Projet de recherche doctoral numero :5929

Description

Date depot: 11 avril 2019
Titre: Hierarchical variational temporal learning for dynamic musical audio synthesis
Directeur de thèse: Jean-Pierre BRIOT (LIP6)
Directeur de thèse: Philippe Joseph Rene ESLING (STMS)
Domaine scientifique: Sciences et technologies de l'information et de la communication
Thématique CNRS : Non defini

Resumé: Generative systems are machine-learning models whose training is based on two simultaneous optimization tasks. The first is to build a latent space, that provides a low-dimensional representation of the data, eventually subject to various regularizations and constraints. The second is the reconstruction of the original data through the sampling of this latent space [1]. These systems are very promising because their space is a high-level, 'over-compressed' representation that can be used as an intermediate space for several tasks, such as visualization, measurements, or classification. However, one of the most prevalent problem of ML algorithms applied to musical creativity is that they only process a single temporal scale or at best a finite set of small scales. The goal of this project is to work on an approach able to process multiple temporal granularities through a hierarchical multi-scale processing [2, 3]. Hence, the main goal will be to develop a recursive form of learning by iteratively learning increasingly temporally complex signals.
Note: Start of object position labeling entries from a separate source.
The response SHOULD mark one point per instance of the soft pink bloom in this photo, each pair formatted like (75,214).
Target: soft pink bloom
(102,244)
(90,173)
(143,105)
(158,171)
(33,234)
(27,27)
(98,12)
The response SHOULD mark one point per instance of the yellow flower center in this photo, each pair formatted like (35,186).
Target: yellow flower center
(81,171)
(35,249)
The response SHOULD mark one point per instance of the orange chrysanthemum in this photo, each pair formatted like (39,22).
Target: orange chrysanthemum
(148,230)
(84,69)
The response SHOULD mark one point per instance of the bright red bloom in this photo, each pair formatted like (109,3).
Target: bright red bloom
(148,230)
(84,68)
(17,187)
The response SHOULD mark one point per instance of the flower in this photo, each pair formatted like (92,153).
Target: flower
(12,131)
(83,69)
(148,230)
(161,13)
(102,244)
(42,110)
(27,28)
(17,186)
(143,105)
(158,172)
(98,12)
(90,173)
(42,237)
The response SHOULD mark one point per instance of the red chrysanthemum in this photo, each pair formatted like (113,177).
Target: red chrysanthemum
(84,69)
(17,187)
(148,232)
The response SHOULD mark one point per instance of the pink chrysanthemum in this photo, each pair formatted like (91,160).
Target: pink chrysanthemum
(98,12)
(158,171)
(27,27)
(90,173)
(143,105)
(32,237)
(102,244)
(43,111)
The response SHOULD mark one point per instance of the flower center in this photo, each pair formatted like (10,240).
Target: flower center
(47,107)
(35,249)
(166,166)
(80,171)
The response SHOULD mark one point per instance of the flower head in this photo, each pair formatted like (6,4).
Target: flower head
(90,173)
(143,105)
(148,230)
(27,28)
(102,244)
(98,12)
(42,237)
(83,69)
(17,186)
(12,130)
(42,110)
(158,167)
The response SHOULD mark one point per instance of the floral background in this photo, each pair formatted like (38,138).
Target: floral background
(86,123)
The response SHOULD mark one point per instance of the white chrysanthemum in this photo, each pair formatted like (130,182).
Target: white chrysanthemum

A first approach towards this idea is to first learn a variational latent space on small chunks of audio (or audio grains) directly from the raw audio and iteratively build latent spaces for more long and complex audio samples [4]. The goal of this PhD will be to both provide a generative system based on raw audio, but also to evaluate its use and control for musical creativity. First, most current waveform methods are heavily computationally expensive because they fail on local feature extraction [5, 6]. Indeed, most of these methods are deterministic, and thus do not alleviate the problem with a probabilistic approach that could allow the system to catch meaningful features, but also do not provide intermediary levels of knowledge, that could be useful for feature extraction or generation interface. In this project, we thus aim to rather enforce the system to catch local properties at a small scale coming from unsupervised learning, to extract useful representation of this local structure to then catch useful temporal information.